The European Union is preparing for a significant tech policy shift that could reshape the competitive landscape for cloud services. By June 3, 2026, the EU aims to finalize regulations under the Cloud and AI Development Act, referred to as CAIDA. This legislation could alter the access of major US tech companies like Amazon, Microsoft, and Google to Europe’s public-sector cloud contracts. Currently, these companies dominate the global cloud market, with a combined 63% market share. The EU's goal is to bolster the position of European cloud providers, particularly in the context of government contracts funded by taxpayer money.
How will CAIDA change cloud service procurement? CAIDA is designed to give European cloud services a significant advantage in public procurement processes. Importantly, it does not outright ban American companies from participating. Instead, it focuses on ensuring that European alternatives are considered for sensitive government projects. The EU's intent is to enhance digital sovereignty, allowing it to manage its data infrastructure independently from US laws, such as the CLOUD Act, which can compel US companies to disclose data stored overseas.
CISPE, a trade organization representing European cloud leaders, has advocated for procurement preferences that exclude entities subject to foreign laws. Instead of a binary system of exclusion or inclusion, CAIDA proposes a tiered access model where European firms receive preferential treatment for sensitive workloads. In contrast, US companies may still compete for lower-stakes projects.
What financial implications are on the horizon? In April 2026, the European Commission awarded a substantial 180 million euro contract for sovereign cloud services to four European providers, illustrating its commitment to achieving digital sovereignty. Europe is estimated to face a 1 trillion euro gap in digital infrastructure investment when compared to the US.
US cloud giants like Amazon Web Services, Microsoft Azure, and Google Cloud hold substantial market shares of 28%, 21%, and 14%, respectively. Emerging European companies, including OVHcloud, STACKIT, Scaleway, and Proximus, stand to gain directly from these changes in procurement policies.
Why is this important for investors to consider? There are concerns among EU member states that changing access rules could hinder innovation or increase costs, particularly for governments with strong ties to US tech firms.
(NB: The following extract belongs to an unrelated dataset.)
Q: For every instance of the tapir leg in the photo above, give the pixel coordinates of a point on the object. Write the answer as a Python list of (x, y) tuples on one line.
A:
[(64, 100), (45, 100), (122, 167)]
For US cloud leaders, the financial stakes are considerable, yet manageable. The precedent set by a successful CAIDA could inspire similar strategies in other regions, affecting global competition in cloud services.
Investors should closely monitor the final details of CAIDA's implementation, particularly the distinctions between preference and requirement for local providers, as this will dictate the extent of market share shifts. Additionally, keeping an eye on the future contracts following that initial 180 million euro sovereign deal will be crucial.
A potential game-changing factor involves whether US tech companies adapt by creating structurally independent subsidiaries in Europe, thereby escaping the impact of US extraterritorial data regulations. Microsoft and Google have previously considered such strategies in different regulatory scenarios.